He named W. Kenneth Ferree as president and chief executive officer of CPB. Ferree is a former official at the Federal Communications Commission who played "a significant role" in the failed effort to loosen rules to allow a few large companies to further consolidate the mass media by acquiring multiple outlets in the same local market and lifting caps on how many TV stations one company can own nationwide. Ferree is an especially odd choice to run CPB, given that he says he isn't "much of a TV consumer," doesn't "watch a lot of broadcast news," prefers People magazine to The NewsHour With Jim Lehrer, and doesn't listen to NPR because he commutes to work on his motorcycle. Farree explained why he won't install a radio: "y bikes are real cruisers. They're stripped down deliberately to look cool, and I don't want all that electronic gear."

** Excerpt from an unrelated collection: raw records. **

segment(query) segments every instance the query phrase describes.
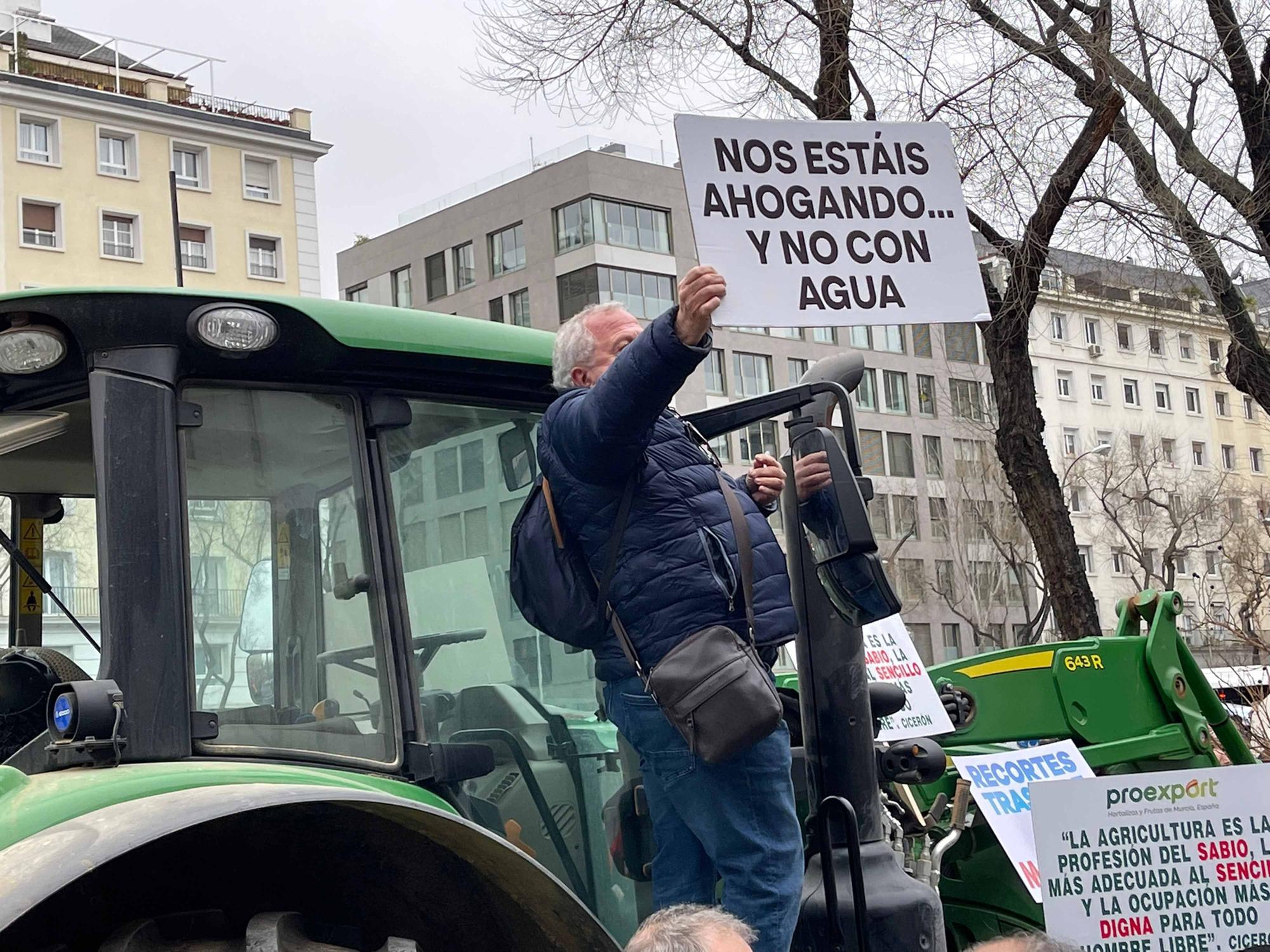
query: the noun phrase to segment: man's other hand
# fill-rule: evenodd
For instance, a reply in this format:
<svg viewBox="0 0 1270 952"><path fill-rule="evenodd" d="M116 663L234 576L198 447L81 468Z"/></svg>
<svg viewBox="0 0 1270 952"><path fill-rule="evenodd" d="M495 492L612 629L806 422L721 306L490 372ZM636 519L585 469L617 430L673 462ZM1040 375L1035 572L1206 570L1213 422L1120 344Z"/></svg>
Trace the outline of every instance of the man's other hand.
<svg viewBox="0 0 1270 952"><path fill-rule="evenodd" d="M833 482L829 475L829 454L823 449L794 461L794 485L800 503L806 501Z"/></svg>
<svg viewBox="0 0 1270 952"><path fill-rule="evenodd" d="M785 489L785 467L776 457L759 453L749 467L749 498L758 505L771 505Z"/></svg>
<svg viewBox="0 0 1270 952"><path fill-rule="evenodd" d="M710 330L710 315L728 293L726 282L709 264L698 264L679 282L679 312L674 330L688 347L696 347Z"/></svg>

Fortunately, some of our elected officials have taken action. Rep. John Dingell (D-MI), ranking Democrat on the House Commerce Committee, and Rep. David Obey (D-WI), ranking Democrat on the House Appropriations Committee, have written a letter to the Inspector General of the Corporation for Public Broadcasting demanding an investigation of recent actions by the CPB that may violate the Public Broadcasting Act. Dingell and Obey write: "Recent news reports suggesting that the CPB is increasingly making personnel and funding decisions on the basis of political ideology are extremely troubling."

We at Media Matters for America agree with Dingell and Obey. That is why we have begun our "Hands Off Public Broadcasting" campaign to monitor, analyze and fight back against efforts to turn PBS, NPR, and other public broadcasting outlets into yet another outlet for conservative misinformation.

We are asking for you to take action. Please contact your representatives and ask them to support Dingell and Obey's call for an investigation into Tomlinson's political pressure on PBS and NPR. Let your representatives know that you support quality programming and independent journalism at PBS.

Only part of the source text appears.